My first course of antibiotics consisted of one shot of penicillin. If I had been given two, it would have been because I needed two. If I needed two, and decided not to bother, I would have been sick.

Ignorance fought. And evolution is indeed wonderful, and damned scary in this case.

And here you are making the perfect the enemy of the good.

I was addressing a post that implied that a doctor should be doing something other than following documented protocols. There is no better source of information than the protocols developed through research programs. We certainly do not want doctors using their discretion on dosage or course based on informal anecdotal experience.

Even after the clinical trials are over, you could probably come up with some pretty good figures from voluntary noncompliance among patients.
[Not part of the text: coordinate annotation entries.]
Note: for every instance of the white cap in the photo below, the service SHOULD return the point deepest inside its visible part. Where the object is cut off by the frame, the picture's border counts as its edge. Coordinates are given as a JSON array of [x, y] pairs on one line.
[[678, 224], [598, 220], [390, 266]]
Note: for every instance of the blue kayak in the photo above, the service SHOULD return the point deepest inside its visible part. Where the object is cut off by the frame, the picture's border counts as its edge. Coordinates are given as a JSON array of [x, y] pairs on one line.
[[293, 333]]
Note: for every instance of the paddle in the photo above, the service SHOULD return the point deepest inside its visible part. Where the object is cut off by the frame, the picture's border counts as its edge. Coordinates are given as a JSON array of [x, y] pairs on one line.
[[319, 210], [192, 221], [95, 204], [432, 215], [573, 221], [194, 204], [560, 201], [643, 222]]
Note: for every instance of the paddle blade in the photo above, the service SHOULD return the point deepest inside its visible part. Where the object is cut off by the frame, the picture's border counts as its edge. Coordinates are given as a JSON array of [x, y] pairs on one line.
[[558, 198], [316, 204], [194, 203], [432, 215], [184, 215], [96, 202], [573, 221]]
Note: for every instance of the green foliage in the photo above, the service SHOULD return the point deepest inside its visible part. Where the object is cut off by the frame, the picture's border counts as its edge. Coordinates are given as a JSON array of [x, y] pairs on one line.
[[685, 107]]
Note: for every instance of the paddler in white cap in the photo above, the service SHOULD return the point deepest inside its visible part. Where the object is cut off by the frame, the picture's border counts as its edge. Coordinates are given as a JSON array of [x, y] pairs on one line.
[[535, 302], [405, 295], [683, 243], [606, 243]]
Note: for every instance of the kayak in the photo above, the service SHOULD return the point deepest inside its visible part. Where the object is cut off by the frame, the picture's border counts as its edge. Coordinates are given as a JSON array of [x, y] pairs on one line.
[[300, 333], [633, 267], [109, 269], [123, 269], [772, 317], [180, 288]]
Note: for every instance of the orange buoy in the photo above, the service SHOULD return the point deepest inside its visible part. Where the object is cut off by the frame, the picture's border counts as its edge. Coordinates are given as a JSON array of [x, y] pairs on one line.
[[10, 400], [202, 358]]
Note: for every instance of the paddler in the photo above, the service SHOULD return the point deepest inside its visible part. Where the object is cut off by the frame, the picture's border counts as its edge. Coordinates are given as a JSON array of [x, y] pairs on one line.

That is to say: Patient catches strep throat, patient goes to doctor and gets a course of penicillin, patient stops course early at some point, patient develops strep again and goes back to the doctor, doctor asks patient when patient stopped the course. Now you know that that wasn’t enough. Repeat as many times as needed to get good statistics.

Dr Ian Malcolm’s comments on overuse of antibiotics:

Exactly. The post that Riemann was referring to implied that doctors are doing something much more akin to pharmaceutical shamanism than what they actually do, and that they’re incapable or unwilling to research how a drug is actually used.